My father could only have one of us with him when they took him upstairs, and in the confusion if that moment, it had ended up being me. I unconsciously assumed that it would be my sister if there was ever a choice — she was the more empathetic of the two of us. She let herself feel things instead of cracking a joke to puncture the moment. And she had always held some symmetry with our dad in my mind; she looked more like him, while my features always took after those of our mom.
It wasn't supposed to be me. Someone had made a mistake.
Having answered all of the nurse's questions to her satisfaction, and having placed all his clothes in to the black garment bag, the nurse handed my dad a robe and led us both to a long, brightly lit room on the next floor. My dad climbed in to the waiting bed. As he took off the thin hospital robe, I saw his bare back through the loose gown before he laid down. I wanted my father to be covered; the small, uncooperative gown wasn’t enough. I wasn’t ready to see him like this, exposed and small in a hospital bed, surrounded by hanging bags and beeping plastic monitors. This was supposed to come later, I thought. But maybe no one is ever ready for this. Maybe this is just how it feels.
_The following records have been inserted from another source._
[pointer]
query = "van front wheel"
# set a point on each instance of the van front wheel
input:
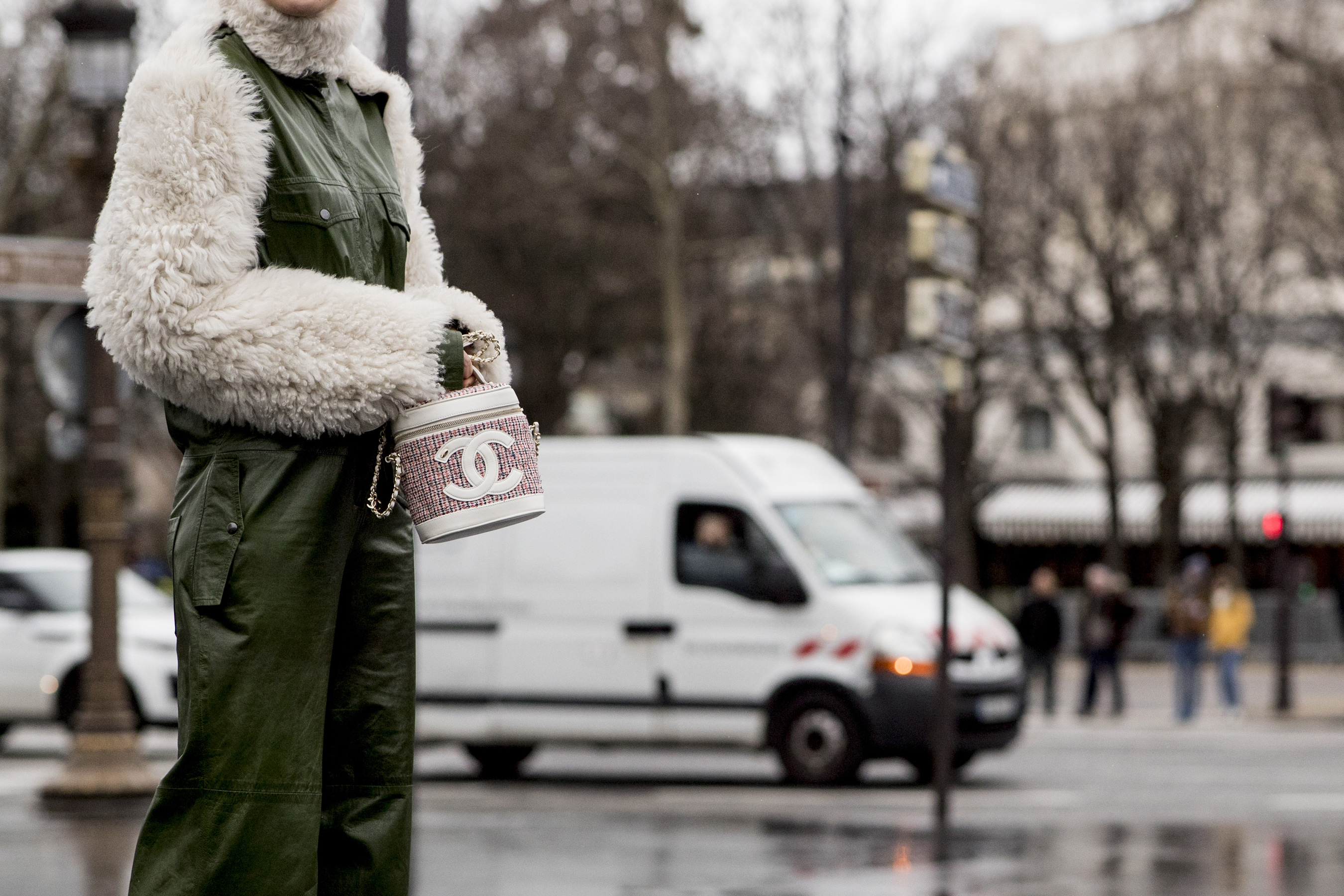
(499, 762)
(819, 739)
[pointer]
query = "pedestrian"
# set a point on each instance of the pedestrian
(1230, 618)
(265, 265)
(1105, 624)
(1186, 624)
(1039, 629)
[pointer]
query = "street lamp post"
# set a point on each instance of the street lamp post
(105, 758)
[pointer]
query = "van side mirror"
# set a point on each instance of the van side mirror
(779, 583)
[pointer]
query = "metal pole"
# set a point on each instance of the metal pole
(944, 733)
(842, 398)
(105, 758)
(397, 38)
(1287, 595)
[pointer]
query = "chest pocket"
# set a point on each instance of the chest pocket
(311, 202)
(315, 225)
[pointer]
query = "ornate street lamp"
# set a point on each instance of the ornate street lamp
(100, 51)
(105, 758)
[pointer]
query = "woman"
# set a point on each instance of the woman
(1230, 620)
(1186, 622)
(265, 265)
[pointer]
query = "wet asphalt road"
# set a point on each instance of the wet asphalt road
(1136, 806)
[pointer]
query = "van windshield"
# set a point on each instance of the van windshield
(854, 545)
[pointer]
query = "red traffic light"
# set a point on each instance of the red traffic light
(1272, 524)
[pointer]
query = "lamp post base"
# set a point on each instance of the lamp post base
(103, 765)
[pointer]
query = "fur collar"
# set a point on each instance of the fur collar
(296, 46)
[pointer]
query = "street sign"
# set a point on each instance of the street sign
(944, 243)
(941, 176)
(35, 269)
(941, 312)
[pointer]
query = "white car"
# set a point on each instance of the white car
(45, 639)
(728, 590)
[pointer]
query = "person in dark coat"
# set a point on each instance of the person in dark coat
(1039, 629)
(1105, 624)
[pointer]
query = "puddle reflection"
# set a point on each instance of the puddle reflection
(563, 853)
(575, 852)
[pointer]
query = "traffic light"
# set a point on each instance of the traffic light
(1272, 524)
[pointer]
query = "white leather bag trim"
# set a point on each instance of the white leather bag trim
(452, 408)
(483, 519)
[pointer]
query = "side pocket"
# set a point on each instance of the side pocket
(218, 533)
(172, 549)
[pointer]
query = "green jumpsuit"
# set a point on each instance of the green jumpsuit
(295, 604)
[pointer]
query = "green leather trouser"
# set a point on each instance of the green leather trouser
(296, 651)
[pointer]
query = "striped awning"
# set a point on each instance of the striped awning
(1077, 514)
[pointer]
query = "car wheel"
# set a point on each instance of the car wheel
(819, 739)
(68, 700)
(499, 762)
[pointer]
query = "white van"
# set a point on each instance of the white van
(723, 590)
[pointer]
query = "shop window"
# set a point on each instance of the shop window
(1035, 430)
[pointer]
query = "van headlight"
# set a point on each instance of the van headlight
(903, 652)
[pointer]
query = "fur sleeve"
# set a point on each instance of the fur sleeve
(174, 284)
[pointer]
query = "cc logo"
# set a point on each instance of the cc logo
(479, 448)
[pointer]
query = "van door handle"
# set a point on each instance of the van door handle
(650, 629)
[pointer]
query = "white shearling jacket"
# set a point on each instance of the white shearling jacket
(174, 283)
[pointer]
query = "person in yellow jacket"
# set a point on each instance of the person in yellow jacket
(1230, 620)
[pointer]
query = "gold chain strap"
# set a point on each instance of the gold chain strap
(396, 460)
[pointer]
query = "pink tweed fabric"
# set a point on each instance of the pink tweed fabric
(424, 476)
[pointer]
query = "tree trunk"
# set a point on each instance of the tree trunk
(676, 331)
(959, 507)
(1171, 426)
(1233, 481)
(667, 210)
(1113, 554)
(4, 420)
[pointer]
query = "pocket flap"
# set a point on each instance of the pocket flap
(218, 534)
(311, 202)
(397, 213)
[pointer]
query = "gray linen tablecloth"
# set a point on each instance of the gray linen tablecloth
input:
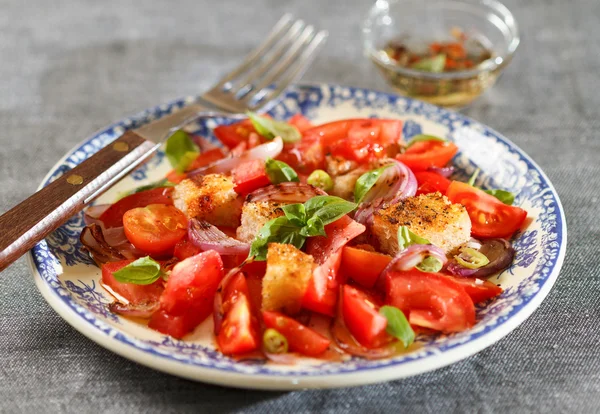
(70, 67)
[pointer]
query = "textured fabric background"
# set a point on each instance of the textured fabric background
(70, 67)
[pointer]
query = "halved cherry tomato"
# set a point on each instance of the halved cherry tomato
(189, 294)
(322, 291)
(156, 228)
(430, 182)
(425, 154)
(185, 248)
(300, 122)
(489, 216)
(135, 294)
(479, 290)
(362, 266)
(301, 339)
(430, 300)
(250, 176)
(113, 216)
(239, 331)
(362, 318)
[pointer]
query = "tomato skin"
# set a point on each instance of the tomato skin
(362, 266)
(430, 182)
(156, 228)
(301, 339)
(135, 294)
(239, 330)
(489, 216)
(430, 300)
(113, 216)
(185, 248)
(250, 176)
(478, 290)
(362, 318)
(189, 294)
(422, 155)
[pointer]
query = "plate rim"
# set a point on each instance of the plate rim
(291, 382)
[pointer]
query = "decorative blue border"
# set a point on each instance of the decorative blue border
(540, 246)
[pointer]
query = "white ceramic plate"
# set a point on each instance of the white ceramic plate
(69, 281)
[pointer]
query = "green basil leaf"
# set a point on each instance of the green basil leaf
(407, 238)
(178, 149)
(279, 230)
(143, 271)
(270, 128)
(430, 264)
(506, 197)
(398, 325)
(366, 181)
(328, 208)
(295, 213)
(280, 172)
(423, 137)
(433, 64)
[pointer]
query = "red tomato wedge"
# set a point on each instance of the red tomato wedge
(156, 228)
(113, 216)
(322, 291)
(300, 122)
(189, 294)
(135, 294)
(239, 329)
(430, 182)
(489, 216)
(250, 176)
(362, 318)
(479, 290)
(362, 266)
(301, 339)
(430, 300)
(425, 154)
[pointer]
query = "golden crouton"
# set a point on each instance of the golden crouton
(211, 198)
(288, 272)
(431, 216)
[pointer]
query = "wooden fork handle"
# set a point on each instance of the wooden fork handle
(32, 220)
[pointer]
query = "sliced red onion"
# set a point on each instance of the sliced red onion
(270, 149)
(144, 310)
(285, 193)
(499, 252)
(443, 171)
(207, 237)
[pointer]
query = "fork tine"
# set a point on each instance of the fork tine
(280, 50)
(288, 69)
(258, 52)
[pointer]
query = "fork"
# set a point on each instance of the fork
(254, 85)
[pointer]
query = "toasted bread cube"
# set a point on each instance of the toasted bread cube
(255, 215)
(431, 216)
(211, 198)
(288, 272)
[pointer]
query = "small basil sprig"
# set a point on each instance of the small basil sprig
(424, 137)
(504, 196)
(398, 325)
(280, 172)
(181, 150)
(270, 128)
(300, 222)
(143, 271)
(366, 181)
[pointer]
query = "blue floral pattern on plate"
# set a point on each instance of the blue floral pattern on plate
(68, 279)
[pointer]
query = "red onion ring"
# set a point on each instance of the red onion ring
(207, 237)
(270, 149)
(500, 254)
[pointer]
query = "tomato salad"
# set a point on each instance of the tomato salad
(298, 239)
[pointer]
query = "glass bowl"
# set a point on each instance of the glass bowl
(488, 21)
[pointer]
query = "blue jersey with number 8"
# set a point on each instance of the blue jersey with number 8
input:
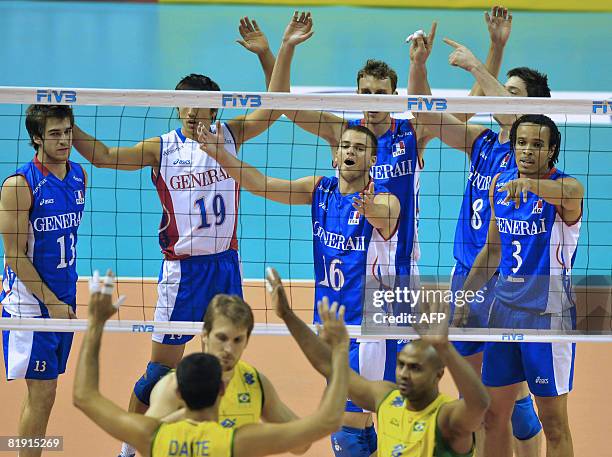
(55, 216)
They covered my father with a heated, inflatable blanket called a “Bair Hugger.” We shared a laugh over the name and I let him chat about work problems I didn’t really understand. His words were fast. He needed the distraction. Various nurses came and asked the same questions as before, then the anesthesiologist, differentiated by her surgical green shower cap, came to attach his IV. Her words were practiced to the point that the meaning had evaporated long ago.
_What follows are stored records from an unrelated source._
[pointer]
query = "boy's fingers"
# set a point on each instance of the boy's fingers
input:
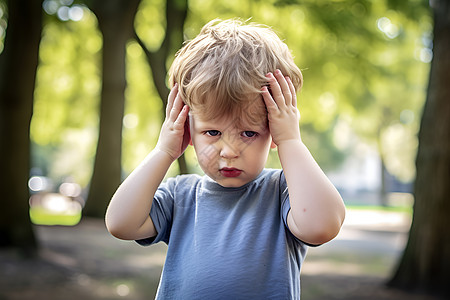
(284, 86)
(182, 117)
(277, 94)
(176, 108)
(292, 89)
(170, 100)
(268, 100)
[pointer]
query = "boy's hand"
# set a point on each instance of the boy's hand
(174, 136)
(281, 106)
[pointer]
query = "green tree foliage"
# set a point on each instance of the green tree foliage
(365, 65)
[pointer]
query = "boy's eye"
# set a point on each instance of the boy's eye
(212, 132)
(249, 134)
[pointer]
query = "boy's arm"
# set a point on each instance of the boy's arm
(317, 210)
(127, 216)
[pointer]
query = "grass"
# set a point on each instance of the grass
(41, 216)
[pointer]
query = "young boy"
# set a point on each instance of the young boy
(240, 231)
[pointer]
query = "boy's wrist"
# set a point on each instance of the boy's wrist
(164, 155)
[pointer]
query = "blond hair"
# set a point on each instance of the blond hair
(224, 67)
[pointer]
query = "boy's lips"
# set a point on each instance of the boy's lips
(230, 172)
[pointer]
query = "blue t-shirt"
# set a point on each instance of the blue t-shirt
(226, 243)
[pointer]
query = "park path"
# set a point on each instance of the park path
(85, 262)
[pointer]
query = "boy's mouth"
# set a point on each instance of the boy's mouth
(230, 172)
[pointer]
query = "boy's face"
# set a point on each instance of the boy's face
(231, 155)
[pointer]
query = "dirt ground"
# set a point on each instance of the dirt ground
(85, 262)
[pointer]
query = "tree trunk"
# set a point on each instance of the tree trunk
(425, 265)
(18, 64)
(176, 12)
(116, 21)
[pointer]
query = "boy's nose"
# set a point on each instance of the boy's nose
(229, 150)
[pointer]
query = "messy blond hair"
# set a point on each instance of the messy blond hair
(224, 67)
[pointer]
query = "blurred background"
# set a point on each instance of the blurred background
(83, 91)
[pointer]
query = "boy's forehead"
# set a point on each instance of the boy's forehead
(247, 120)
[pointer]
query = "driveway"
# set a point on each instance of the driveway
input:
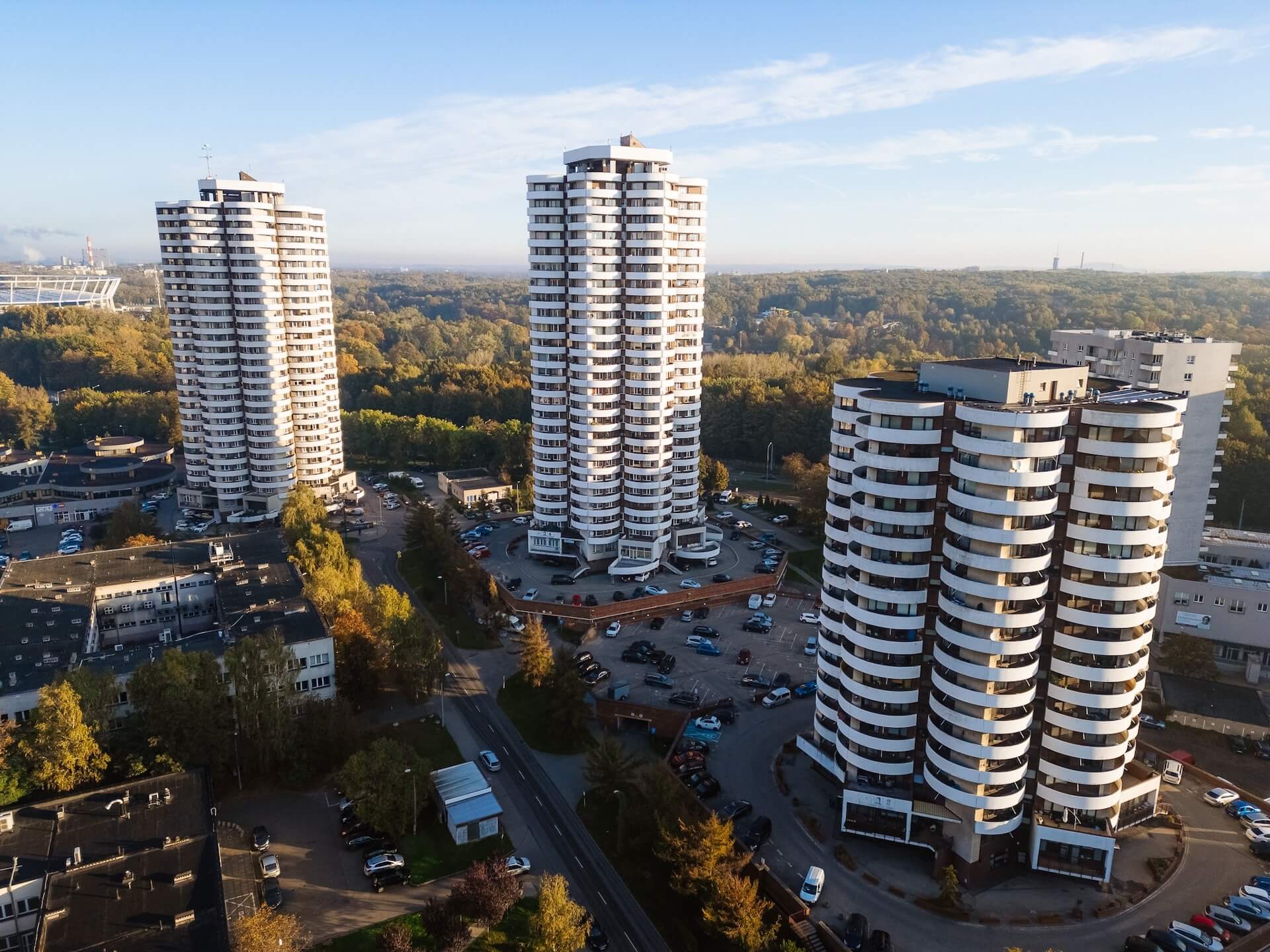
(321, 881)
And then it was time. Two nurses clicked the railings into place on either side of the bed. Losing the moment, I squeezed my dad's arm.
“I love you, dad.”
“Love you too, Kiddo.”
Kiddo. Suddenly I was back at the King Dome after a Mariner’s game. I was seven, clutching an oversized baseball mitt to my chest. My father was so much taller than me then, I had to crane my neck to see his face. The game was over and we shuffled out with the crowd. His hand rested on the back of my neck, guiding me through the towering mass of people. ‘This way kiddo.' I felt safe in his shadow, then, feeling the comforting weight of his hand.
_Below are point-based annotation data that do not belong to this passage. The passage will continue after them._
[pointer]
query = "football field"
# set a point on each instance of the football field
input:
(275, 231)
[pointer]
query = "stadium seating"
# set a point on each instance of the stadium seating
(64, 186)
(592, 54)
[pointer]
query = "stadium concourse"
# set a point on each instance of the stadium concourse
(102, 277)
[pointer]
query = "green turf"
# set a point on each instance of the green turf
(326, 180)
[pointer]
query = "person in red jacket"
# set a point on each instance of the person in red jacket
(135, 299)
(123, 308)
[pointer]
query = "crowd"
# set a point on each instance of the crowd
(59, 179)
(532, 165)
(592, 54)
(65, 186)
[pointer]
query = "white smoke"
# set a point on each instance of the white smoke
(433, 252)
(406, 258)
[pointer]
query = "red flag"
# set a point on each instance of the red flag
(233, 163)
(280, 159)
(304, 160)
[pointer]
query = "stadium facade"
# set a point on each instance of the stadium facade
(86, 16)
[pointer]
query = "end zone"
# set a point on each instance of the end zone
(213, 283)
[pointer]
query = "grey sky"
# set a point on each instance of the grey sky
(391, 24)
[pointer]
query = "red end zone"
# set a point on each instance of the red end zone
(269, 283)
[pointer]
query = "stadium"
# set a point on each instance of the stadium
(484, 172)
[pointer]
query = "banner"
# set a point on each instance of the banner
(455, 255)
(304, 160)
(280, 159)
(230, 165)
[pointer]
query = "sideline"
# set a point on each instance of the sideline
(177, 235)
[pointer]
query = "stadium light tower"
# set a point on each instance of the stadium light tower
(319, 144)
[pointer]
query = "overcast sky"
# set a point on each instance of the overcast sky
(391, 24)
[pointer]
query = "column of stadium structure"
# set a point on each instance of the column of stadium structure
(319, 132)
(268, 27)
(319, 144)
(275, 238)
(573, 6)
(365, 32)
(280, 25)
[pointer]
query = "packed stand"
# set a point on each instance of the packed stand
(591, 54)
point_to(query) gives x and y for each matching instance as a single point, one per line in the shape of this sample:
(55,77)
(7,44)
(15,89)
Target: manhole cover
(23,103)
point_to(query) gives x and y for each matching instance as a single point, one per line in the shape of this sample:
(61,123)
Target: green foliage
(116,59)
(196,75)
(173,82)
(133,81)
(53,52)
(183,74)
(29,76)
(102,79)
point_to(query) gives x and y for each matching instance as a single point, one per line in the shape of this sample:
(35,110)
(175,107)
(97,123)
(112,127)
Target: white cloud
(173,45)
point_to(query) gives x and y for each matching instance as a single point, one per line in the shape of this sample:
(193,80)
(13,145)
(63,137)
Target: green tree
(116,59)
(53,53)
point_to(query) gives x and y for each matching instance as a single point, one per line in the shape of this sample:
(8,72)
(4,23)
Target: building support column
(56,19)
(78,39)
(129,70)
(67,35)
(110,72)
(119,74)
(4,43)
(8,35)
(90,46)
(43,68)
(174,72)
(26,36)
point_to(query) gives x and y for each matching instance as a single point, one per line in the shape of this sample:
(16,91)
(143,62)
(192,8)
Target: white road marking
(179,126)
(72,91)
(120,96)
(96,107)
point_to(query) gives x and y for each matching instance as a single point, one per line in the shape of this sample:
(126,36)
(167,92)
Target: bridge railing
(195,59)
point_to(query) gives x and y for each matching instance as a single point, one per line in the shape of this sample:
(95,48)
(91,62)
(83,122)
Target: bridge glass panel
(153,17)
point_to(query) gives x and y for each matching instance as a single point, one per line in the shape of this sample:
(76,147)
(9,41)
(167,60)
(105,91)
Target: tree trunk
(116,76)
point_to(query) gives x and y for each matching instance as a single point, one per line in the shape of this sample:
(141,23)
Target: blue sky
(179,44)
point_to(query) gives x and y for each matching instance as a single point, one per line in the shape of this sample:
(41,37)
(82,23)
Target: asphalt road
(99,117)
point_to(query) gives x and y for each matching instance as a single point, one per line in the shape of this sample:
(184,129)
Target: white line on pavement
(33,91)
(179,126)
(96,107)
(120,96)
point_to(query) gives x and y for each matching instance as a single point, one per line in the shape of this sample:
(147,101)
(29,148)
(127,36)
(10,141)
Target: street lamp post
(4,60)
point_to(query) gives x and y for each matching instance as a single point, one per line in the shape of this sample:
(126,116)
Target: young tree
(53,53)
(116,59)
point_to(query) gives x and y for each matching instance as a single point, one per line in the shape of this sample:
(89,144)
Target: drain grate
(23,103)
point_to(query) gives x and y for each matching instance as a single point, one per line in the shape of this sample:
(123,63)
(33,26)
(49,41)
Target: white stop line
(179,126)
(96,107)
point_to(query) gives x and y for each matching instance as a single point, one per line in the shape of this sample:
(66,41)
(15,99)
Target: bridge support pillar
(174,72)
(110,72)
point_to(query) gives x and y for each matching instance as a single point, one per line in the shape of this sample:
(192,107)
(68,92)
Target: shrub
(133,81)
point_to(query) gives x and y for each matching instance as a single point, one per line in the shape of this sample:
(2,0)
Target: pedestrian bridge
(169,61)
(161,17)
But now he looked up at me as I walked away from him. The moment had passed and another was slipping away. I looked back once before turning the corner. He fussed with the hem of his gown as the nurses wheeled the hospital bed down the narrow room. And then he was gone, and I was on my own.
I felt the sting of tears in my eyes and wiped them away with the sleeve of my sweatshirt.
Coming back to myself, still standing in the gift shop, I realized I had been staring at a calendar of New Zealand landscapes. I looked around quickly to see if anyone had noticed. There was no one there.
I walked back to the waiting room, and the Chin family was gone. Emily was asleep again, and the couple in the corner had pulled out a deck of playing cards. I sat down on the couch, closed my eyes, and waited.